Накануне открытия Всемирной выставки власти обязались очистить Барселону от нежелательных элементов.
– Прекрати здесь пока появляться; группа временно распускается и прекращает свою деятельность, – сказал Пабло.
Онофре спросил, что он намеревается делать дальше и где теперь укроется. Апостол пожал плечами: видимо, ожидавшая его перспектива была ему не по нутру.
– Не сомневайся, мы вновь вступим в борьбу, но с новыми силами, – ответил он неуверенно.
– А брошюры? Что с ними? – спросил Онофре.
Апостол презрительно скривил рот.
– Брошюр больше не будет, – сказал он.
Тогда Онофре спросил про свою еженедельную оплату.
– Ты ее потеряешь, – ответил Пабло с легким оттенком коварного удовлетворения. – Иногда обстоятельства диктуют нам некоторые ограничения. И не забывай, что мы занимаемся политикой, а не коммерцией, и здесь нет места такому понятию, как заработная плата, поэтому мы ее никому не гарантируем.
У Онофре вертелась на языке еще пара вопросов, но апостол остановил его властным жестом, словно говоря: «Уходи же!»
Онофре направился к выходу. Вдруг Пабло преградил ему путь.
– Подожди, – сказал он, – возможно, мы больше никогда не увидимся. Борьба будет долгой, – поспешно добавил Пабло; он явно желал сказать совсем другое, нечто важное, что переполняло в этот момент его душу, однако то ли из-за боязни слишком откровенно обнаружить свои чувства, то ли из-за несуразности своей натуры не решился, предпочитая укрыться за избитой риторикой пустых напыщенных фраз. – Она никогда не прекратится. Эти глупцы социалисты думают, что стоит им сделать революцию, как все само собой разрешится; они утверждают, что эксплуатация человека человеком происходит при определенном устройстве общества и если это общество избавить от тех, кто повелевает им в данный момент, то исчезнут все проблемы. Но мы-то хорошо знаем: угнетение сильным слабого кончается лишь вместе с освобождением личности от всяких общественных связей и обязанностей. Нашу борьбу можно уподобить неумолимой агонии человечества. – Покончив с этой белибердой, Пабло сердечно обнял Онофре. – Возможно, мы больше никогда не увидимся, – повторил он тихим, прерывающимся от волнения голосом. – Прощай, пусть тебе сопутствует удача.
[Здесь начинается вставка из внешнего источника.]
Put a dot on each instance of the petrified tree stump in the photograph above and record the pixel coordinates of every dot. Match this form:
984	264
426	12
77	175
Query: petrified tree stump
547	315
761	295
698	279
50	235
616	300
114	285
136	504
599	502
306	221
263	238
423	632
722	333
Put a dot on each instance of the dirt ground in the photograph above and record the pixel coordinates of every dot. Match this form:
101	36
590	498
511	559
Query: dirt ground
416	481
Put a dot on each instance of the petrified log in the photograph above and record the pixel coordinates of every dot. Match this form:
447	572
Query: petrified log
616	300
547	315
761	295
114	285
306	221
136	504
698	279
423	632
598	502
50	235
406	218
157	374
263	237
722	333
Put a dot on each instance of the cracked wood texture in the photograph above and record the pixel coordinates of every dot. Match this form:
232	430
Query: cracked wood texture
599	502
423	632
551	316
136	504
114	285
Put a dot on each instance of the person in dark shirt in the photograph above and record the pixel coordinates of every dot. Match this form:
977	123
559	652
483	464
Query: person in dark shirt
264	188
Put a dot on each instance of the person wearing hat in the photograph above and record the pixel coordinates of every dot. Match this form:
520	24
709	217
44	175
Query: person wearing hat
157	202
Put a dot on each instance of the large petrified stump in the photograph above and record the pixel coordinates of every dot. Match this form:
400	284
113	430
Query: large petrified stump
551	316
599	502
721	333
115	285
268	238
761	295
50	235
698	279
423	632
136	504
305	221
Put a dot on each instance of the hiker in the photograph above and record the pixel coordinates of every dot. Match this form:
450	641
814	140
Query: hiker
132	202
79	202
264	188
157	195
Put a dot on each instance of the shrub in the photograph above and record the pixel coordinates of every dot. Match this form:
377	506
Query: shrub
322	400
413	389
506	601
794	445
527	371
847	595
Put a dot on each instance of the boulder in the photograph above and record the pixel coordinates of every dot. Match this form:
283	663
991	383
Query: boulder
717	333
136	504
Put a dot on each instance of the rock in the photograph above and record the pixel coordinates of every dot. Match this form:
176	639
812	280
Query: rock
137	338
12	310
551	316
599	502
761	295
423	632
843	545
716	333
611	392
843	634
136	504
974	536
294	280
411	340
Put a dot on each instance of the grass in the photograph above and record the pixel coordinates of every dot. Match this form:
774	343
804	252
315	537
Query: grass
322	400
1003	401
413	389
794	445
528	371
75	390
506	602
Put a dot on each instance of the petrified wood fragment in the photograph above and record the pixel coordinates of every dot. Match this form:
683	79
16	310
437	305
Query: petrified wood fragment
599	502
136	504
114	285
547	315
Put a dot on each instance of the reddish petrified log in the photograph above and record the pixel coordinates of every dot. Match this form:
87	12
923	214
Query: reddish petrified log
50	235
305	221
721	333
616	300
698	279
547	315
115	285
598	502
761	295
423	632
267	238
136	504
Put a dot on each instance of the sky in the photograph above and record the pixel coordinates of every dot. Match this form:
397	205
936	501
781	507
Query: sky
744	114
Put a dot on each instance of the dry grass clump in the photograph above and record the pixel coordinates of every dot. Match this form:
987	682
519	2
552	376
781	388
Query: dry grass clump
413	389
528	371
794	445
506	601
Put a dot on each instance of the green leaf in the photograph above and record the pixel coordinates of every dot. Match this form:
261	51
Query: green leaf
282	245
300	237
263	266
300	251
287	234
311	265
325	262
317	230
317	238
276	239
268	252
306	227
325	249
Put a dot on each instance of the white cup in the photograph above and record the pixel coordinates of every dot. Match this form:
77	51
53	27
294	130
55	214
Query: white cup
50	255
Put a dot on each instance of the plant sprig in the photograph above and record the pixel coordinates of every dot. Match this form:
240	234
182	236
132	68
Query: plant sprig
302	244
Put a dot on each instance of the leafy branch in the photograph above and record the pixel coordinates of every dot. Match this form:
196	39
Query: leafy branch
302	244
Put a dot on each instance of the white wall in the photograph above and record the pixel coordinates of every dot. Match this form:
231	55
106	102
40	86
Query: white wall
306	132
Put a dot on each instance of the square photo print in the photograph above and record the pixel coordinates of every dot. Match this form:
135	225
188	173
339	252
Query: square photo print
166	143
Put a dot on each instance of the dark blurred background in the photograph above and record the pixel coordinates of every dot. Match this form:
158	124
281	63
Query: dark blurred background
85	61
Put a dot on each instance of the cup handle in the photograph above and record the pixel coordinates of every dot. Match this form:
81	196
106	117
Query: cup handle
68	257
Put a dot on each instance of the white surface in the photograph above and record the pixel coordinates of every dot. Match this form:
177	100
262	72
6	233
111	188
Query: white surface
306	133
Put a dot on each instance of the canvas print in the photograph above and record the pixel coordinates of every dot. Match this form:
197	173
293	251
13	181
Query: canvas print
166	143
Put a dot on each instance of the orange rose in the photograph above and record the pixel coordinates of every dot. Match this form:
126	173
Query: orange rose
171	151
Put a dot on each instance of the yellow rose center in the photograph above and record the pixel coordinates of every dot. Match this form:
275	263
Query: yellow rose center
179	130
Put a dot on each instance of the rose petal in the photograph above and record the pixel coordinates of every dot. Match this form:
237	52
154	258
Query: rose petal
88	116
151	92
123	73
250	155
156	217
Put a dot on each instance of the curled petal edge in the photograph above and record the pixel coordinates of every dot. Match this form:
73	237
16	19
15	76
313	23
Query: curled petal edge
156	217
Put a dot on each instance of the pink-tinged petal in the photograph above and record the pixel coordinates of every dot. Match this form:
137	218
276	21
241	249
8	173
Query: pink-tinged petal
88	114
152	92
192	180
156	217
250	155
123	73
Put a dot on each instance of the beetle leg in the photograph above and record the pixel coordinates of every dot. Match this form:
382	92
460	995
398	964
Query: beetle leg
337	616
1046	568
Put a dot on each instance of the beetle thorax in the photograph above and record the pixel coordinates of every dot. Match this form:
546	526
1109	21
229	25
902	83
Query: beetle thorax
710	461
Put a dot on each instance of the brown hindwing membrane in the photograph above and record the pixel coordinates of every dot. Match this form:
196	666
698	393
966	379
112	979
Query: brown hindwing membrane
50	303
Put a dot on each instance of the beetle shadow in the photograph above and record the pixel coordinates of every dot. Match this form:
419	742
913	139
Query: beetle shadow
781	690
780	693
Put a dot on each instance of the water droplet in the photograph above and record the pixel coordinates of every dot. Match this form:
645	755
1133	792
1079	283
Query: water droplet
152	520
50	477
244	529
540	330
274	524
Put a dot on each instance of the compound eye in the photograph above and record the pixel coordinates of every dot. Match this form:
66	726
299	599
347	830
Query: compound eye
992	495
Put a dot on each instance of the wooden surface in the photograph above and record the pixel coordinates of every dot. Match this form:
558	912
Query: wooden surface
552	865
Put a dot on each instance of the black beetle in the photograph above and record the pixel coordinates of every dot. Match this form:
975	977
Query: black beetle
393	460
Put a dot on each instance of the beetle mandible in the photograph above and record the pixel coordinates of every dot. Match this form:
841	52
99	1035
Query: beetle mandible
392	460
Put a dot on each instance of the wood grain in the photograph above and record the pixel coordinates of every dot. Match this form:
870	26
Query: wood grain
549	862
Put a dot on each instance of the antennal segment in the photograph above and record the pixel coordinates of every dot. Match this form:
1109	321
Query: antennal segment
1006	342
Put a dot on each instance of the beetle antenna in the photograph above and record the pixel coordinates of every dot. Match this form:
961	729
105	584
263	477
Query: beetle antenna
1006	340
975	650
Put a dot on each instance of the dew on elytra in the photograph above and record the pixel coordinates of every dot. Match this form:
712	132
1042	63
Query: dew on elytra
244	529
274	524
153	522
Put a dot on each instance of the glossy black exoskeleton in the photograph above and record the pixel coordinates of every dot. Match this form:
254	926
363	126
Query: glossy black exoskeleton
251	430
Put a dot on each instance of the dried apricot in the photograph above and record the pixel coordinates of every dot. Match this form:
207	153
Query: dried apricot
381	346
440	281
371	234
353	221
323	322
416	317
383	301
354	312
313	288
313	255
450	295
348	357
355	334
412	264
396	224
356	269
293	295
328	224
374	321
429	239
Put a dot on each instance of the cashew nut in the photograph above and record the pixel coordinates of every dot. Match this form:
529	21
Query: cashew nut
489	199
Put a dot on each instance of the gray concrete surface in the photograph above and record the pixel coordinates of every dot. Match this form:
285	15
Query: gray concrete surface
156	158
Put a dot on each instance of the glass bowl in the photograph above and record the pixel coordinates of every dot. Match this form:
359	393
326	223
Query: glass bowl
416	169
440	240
В одну из облав угодил сеньор Браулио. Он, видимо соскучившись по пинкам и зуботычинам подонков, избивших его прошлый раз, опять вырядился шлюхой. Чтобы скрасить однообразие получаемых взбучек, судьба на этот раз выбрала своим орудием полицейских, и те отколошматили несчастного Браулио дубинками. После экзекуции с него потребовали залог, без которого он не мог выйти на свободу.
– Все, что угодно, – только бы не узнала моя бедная больная жена и моя дочь – она еще слишком молода для таких вещей.
Поскольку у него с собой не было денег, он послал в пансион паренька-посыльного с запиской к цирюльнику Мариано с просьбой внести за него сумму залога, назначенного судьей.
– Скажи сеньору, что я верну ему долг как только смогу, – попросил он передать на словах.
Однако когда посыльный пришел в пансион, Мариано принялся пространно объяснять, что не располагает такой суммой.
– У меня нет наличности, – сказал он в заключение, и это была явная ложь.
Посыльный бегом вернулся в полицейский участок и дословно передал сеньору Браулио ответ цирюльника. Тот, придя в отчаяние от угрозы неотвратимого скандала, воспользовался невниманием охранников и всадил себе в сердце испанский гребень. Однако острые зубья застряли в корсетных косточках и лишь сильно расцарапали грудь. Из ран полилась кровь и, испачкав нижние юбки и платье, растеклась по полу полицейского участка. Жандармы отобрали у него гребень и принялись избивать ногами: били в пах и по почкам.
– Вгоним тебе ума в передние ворота, грязная свинья, – приговаривали они.